AGREE if: The information in two addresses is identical or contains only minor spelling differences.

NON-CONTRADICTORY if: The information is supplied for only one address; the information supplied is partially complete in one or both addresses and that which is present in one address does not contradict information supplied for the other; and differences in information result from misspelling of householder's last name.

CONTRADICTORY if: Information from the two addresses cannot be classified into either the agree or non-contradictory category.

NO MATCH FOUND if: No possible match for either the ACE or census address is found.

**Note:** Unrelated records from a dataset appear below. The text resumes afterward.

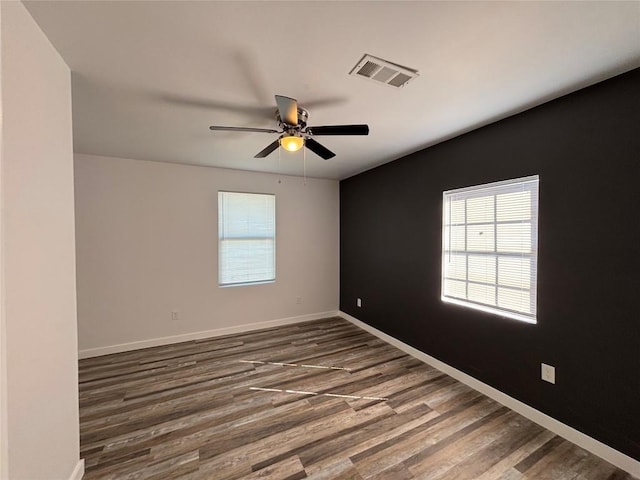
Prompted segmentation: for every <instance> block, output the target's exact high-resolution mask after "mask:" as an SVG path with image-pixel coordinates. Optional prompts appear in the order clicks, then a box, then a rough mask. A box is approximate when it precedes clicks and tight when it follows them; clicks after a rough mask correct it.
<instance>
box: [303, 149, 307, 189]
mask: <svg viewBox="0 0 640 480" xmlns="http://www.w3.org/2000/svg"><path fill="white" fill-rule="evenodd" d="M302 169H303V170H302V171H303V175H304V185H305V186H306V185H307V149H306V148H303V149H302Z"/></svg>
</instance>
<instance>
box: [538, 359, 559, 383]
mask: <svg viewBox="0 0 640 480" xmlns="http://www.w3.org/2000/svg"><path fill="white" fill-rule="evenodd" d="M540 365H541V366H542V369H541V370H542V379H543V380H544V381H545V382H549V383H553V384H555V383H556V367H553V366H551V365H547V364H546V363H541V364H540Z"/></svg>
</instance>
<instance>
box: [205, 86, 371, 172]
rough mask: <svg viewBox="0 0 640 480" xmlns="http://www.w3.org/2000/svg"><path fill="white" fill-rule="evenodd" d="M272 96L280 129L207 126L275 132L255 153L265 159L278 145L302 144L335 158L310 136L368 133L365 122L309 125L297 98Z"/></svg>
mask: <svg viewBox="0 0 640 480" xmlns="http://www.w3.org/2000/svg"><path fill="white" fill-rule="evenodd" d="M275 97H276V105H277V106H278V109H277V110H276V112H275V117H276V121H277V122H278V126H279V127H280V130H274V129H271V128H251V127H224V126H218V125H211V126H210V127H209V128H210V129H211V130H214V131H215V130H221V131H227V132H229V131H231V132H260V133H277V134H279V135H280V136H279V137H278V139H277V140H275V141H274V142H272V143H270V144H269V145H267V146H266V147H265V148H264V149H263V150H261V151H260V152H258V153H257V154H256V155H255V157H254V158H264V157H266V156H267V155H269V154H270V153H272V152H273V151H274V150H275V149H277V148H278V147H279V146H282V147H283V148H284V149H285V150H288V151H290V152H297V151H298V150H300V149H301V148H302V147H303V146H304V147H307V148H308V149H309V150H311V151H312V152H313V153H315V154H316V155H318V156H320V157H322V158H323V159H325V160H328V159H330V158H332V157H335V155H336V154H335V153H333V152H332V151H331V150H329V149H328V148H327V147H325V146H323V145H321V144H320V143H318V142H316V141H315V140H314V139H313V138H311V137H313V136H317V135H369V126H368V125H364V124H359V125H326V126H322V127H308V126H307V120H309V112H308V111H307V110H305V109H304V108H302V107H299V106H298V102H297V100H296V99H294V98H289V97H284V96H282V95H276V96H275Z"/></svg>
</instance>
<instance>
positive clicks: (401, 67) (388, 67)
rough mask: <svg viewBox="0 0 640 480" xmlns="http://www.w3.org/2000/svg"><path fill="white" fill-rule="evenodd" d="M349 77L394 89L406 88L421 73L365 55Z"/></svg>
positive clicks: (361, 58)
mask: <svg viewBox="0 0 640 480" xmlns="http://www.w3.org/2000/svg"><path fill="white" fill-rule="evenodd" d="M349 75H354V76H358V77H362V78H366V79H368V80H372V81H374V82H377V83H384V84H385V85H390V86H392V87H396V88H400V87H404V86H405V85H406V84H407V83H409V81H410V80H411V79H412V78H416V77H417V76H418V75H420V73H419V72H418V71H417V70H415V69H413V68H409V67H404V66H402V65H398V64H397V63H392V62H388V61H387V60H383V59H381V58H378V57H374V56H373V55H369V54H365V55H364V56H363V57H362V58H361V59H360V61H359V62H358V63H357V64H356V66H355V67H353V68H352V69H351V71H350V72H349Z"/></svg>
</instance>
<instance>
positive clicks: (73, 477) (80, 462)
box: [69, 458, 84, 480]
mask: <svg viewBox="0 0 640 480" xmlns="http://www.w3.org/2000/svg"><path fill="white" fill-rule="evenodd" d="M83 476H84V458H81V459H80V460H78V463H77V464H76V468H74V469H73V473H72V474H71V476H70V477H69V480H82V477H83Z"/></svg>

Some examples: 415 Osborne Dr. and 415 Osbourn would, according to the guidelines, agree.  123 Main Ave. and 123 N. Main would be considered non-contradictory, if no other version of Main exists in the block cluster.  456 W. Frank St. and 456 E. Frank St. would be considered contradictory if both versions of Frank Street exist in the cluster.

Objective

The goal in the BFU stage is to produce a good address list for the follow-up interviewer.  Board staff did not observe the Bureau pushing clerks to unequivocally match addresses.  Rather, the clerks were instructed to match addresses only if they have a strong sense that they match.  The Bureau, according to the trainer, is counting on the clerks growing progressively comfortable over time - i.e., as they gain experience and familiarity, the clerks will grow more adept at resolving unmatched cases.

Presidential Members' Position

Based on the training observations, the Presidential Members of the Board do not believe there is cause to be concerned about an inordinate number of addresses being definitively, inaccurately matched.  The problem, in fact, may be a plethora of P coded addresses, at least initially.  But given the importance of accuracy, we believe that the Bureau is right to err on the side of an abundance of P as opposed to M matched addresses.

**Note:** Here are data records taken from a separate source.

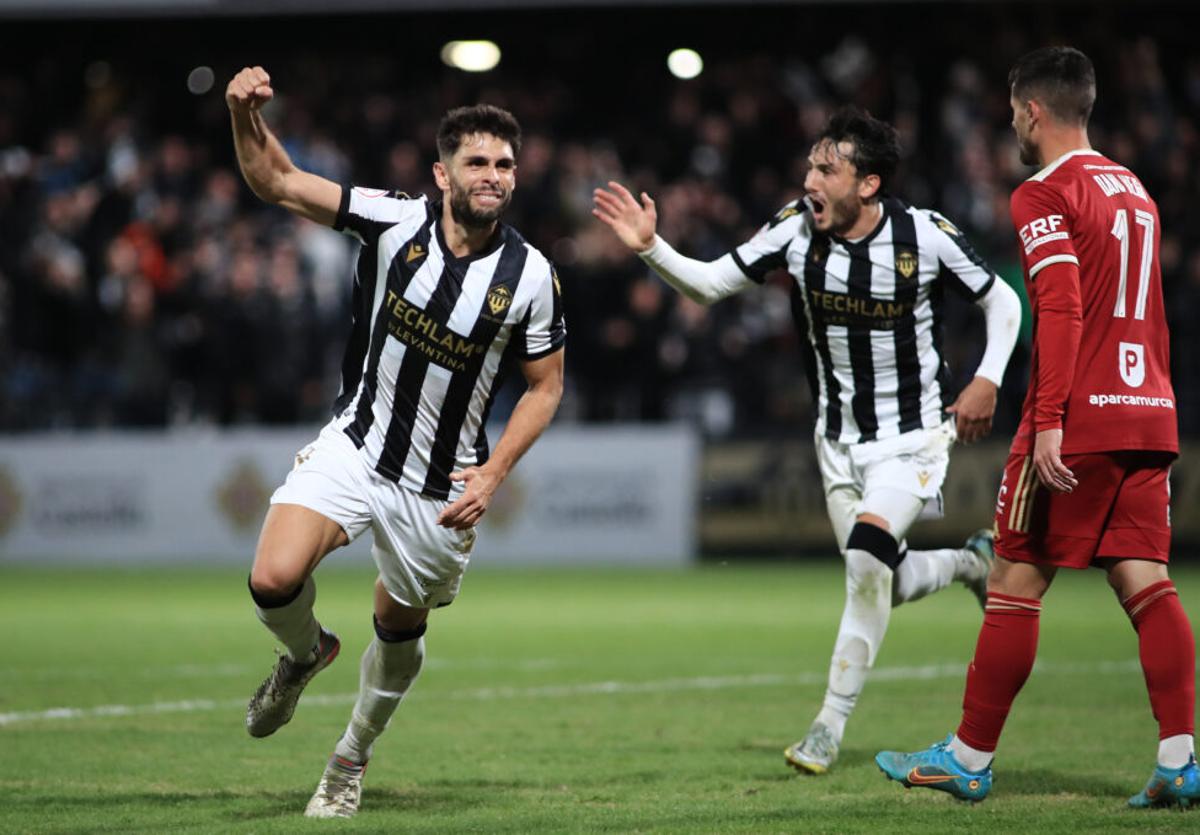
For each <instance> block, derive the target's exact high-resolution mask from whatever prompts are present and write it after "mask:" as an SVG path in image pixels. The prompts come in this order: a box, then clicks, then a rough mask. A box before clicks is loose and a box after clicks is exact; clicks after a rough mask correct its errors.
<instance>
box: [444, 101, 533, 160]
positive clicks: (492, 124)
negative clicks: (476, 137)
mask: <svg viewBox="0 0 1200 835" xmlns="http://www.w3.org/2000/svg"><path fill="white" fill-rule="evenodd" d="M475 133H488V134H491V136H493V137H496V138H497V139H503V140H504V142H506V143H509V144H510V145H511V146H512V154H514V156H515V155H517V154H520V152H521V125H520V124H518V122H517V119H516V116H514V115H512V114H511V113H509V112H508V110H505V109H504V108H500V107H496V106H494V104H473V106H470V107H456V108H455V109H452V110H450V112H449V113H446V115H445V116H443V118H442V124H440V125H438V156H440V157H442V160H443V161H445V160H449V158H450V157H452V156H454V152H455V151H457V150H458V146H460V145H461V144H462V138H463V137H469V136H473V134H475Z"/></svg>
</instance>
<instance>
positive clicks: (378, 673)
mask: <svg viewBox="0 0 1200 835" xmlns="http://www.w3.org/2000/svg"><path fill="white" fill-rule="evenodd" d="M424 660H425V638H424V637H420V638H413V639H409V641H396V642H392V641H380V639H379V637H378V636H376V637H374V638H372V641H371V644H370V645H368V647H367V649H366V651H365V653H362V663H361V666H360V667H359V698H358V701H356V702H355V703H354V711H353V713H352V714H350V723H349V725H347V726H346V733H343V734H342V738H341V739H340V740H337V746H336V747H335V749H334V753H336V755H337V756H338V757H343V758H346V759H349V761H350V762H354V763H365V762H367V761H368V759H370V758H371V749H372V745H373V744H374V740H376V739H377V738H378V737H379V734H380V733H383V732H384V729H385V728H386V727H388V723H389V722H390V721H391V715H392V714H394V713H396V707H397V705H398V704H400V701H401V699H402V698H403V697H404V693H406V692H408V689H409V687H410V686H413V681H414V680H415V679H416V674H418V673H420V672H421V662H422V661H424Z"/></svg>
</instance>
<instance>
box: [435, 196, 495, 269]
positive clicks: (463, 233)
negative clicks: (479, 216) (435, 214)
mask: <svg viewBox="0 0 1200 835" xmlns="http://www.w3.org/2000/svg"><path fill="white" fill-rule="evenodd" d="M498 224H499V221H492V222H491V223H490V224H487V226H486V227H466V226H463V224H461V223H458V222H457V221H456V220H455V218H454V212H452V211H450V200H449V198H448V199H446V200H445V202H443V204H442V234H443V236H444V238H445V239H446V248H448V250H450V254H452V256H454V257H455V258H466V257H467V256H472V254H474V253H476V252H480V251H482V250H485V248H487V244H488V242H490V241H491V240H492V235H494V234H496V227H497V226H498Z"/></svg>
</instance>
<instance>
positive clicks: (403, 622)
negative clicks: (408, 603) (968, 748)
mask: <svg viewBox="0 0 1200 835" xmlns="http://www.w3.org/2000/svg"><path fill="white" fill-rule="evenodd" d="M374 612H376V620H377V621H378V623H379V625H380V626H383V627H384V629H385V630H388V631H389V632H410V631H413V630H414V629H416V627H418V626H420V625H421V624H424V623H425V620H426V619H427V618H428V617H430V611H428V609H427V608H414V607H412V606H404V605H403V603H401V602H400V601H397V600H396V599H395V597H392V596H391V594H390V593H389V591H388V587H385V585H384V584H383V578H379V579H376V590H374Z"/></svg>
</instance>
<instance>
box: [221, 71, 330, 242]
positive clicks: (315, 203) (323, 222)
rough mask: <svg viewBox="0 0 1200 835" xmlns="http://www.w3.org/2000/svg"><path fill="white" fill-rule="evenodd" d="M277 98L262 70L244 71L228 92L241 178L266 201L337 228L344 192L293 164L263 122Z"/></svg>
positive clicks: (301, 216)
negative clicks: (342, 194)
mask: <svg viewBox="0 0 1200 835" xmlns="http://www.w3.org/2000/svg"><path fill="white" fill-rule="evenodd" d="M274 96H275V91H274V90H272V89H271V77H270V76H269V74H266V71H265V70H263V68H262V67H246V68H245V70H242V71H241V72H239V73H238V74H236V76H234V77H233V79H232V80H230V82H229V85H228V86H227V88H226V104H228V106H229V114H230V116H232V119H233V145H234V149H235V150H236V152H238V164H239V166H240V167H241V174H242V176H244V178H246V184H247V185H248V186H250V188H251V191H253V192H254V194H257V196H258V197H259V198H262V199H263V200H266V202H268V203H274V204H275V205H278V206H283V208H284V209H287V210H288V211H290V212H294V214H296V215H300V216H301V217H307V218H308V220H310V221H316V222H317V223H320V224H323V226H334V223H335V222H336V221H337V208H338V205H340V204H341V202H342V187H341V186H340V185H337V184H336V182H331V181H329V180H326V179H324V178H320V176H317V175H316V174H310V173H308V172H302V170H300V169H299V168H296V167H295V166H294V164H293V162H292V158H290V157H289V156H288V152H287V151H284V150H283V145H281V144H280V140H278V139H276V137H275V134H274V133H271V130H270V128H269V127H268V126H266V120H264V119H263V114H262V107H263V104H265V103H266V102H269V101H270V100H271V98H272V97H274Z"/></svg>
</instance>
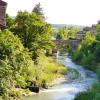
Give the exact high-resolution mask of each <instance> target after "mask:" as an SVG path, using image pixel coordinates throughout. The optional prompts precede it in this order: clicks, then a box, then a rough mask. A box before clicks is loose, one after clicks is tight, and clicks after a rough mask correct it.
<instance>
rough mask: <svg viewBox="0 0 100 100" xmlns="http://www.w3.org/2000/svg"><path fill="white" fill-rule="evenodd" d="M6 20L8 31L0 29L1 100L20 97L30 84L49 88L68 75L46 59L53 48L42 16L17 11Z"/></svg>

Congressional Members' Position

The Congressional Members of the Board have concerns that attempts to match addresses are subject to a certain level of ambiguity, even with total fidelity to the matching guidelines.  Given the sensitivity of the Dual System Estimation procedure planned by the Bureau, small errors in matching a relatively few households in the sample could magnify into large errors when projecting the results to larger regions or the entire country.

To cite one example, multi-unit structures with poorly-marked unit designations (often found in dense urban areas) are extremely difficult to match with certainty.  Units could easily be mismatched during address listing, with two different apartments in the same building being given the same unit designation (i.e. Apt. A).  Conceivably, the Bureau's computer matching could code those two different apartments as a match, prior to clerical review.  As noted above, computer matches are rarely reviewed by clerks or analysts.

At this time, the Board does not have sufficient information to assess the risk of this and other potential errors in matching, particularly since the Bureau has refused to provide the Dress Rehearsal evaluation report on the Primary Selection Algorithm.  However, without further information and analysis, we cannot affirm the integrity of the household matching procedure.


Quality Check

DSSD has produced detailed quality assurance guidelines.  In the early production stages, 100 percent of clerical matching will be checked by analysts and/or technicians.  After that, work will be reviewed on a sample basis.

CONCLUSION

The training provided for clerical level staff was well-executed to familiarize clerical staff with the Bureau guidelines to housing unit matching.

Given the importance of matching to the integrity of the Accuracy and Coverage Evaluation (ACE) survey, the Board plans to send observers to the Person Matching training, scheduled for the fall, and transmit the resulting observations in a future report.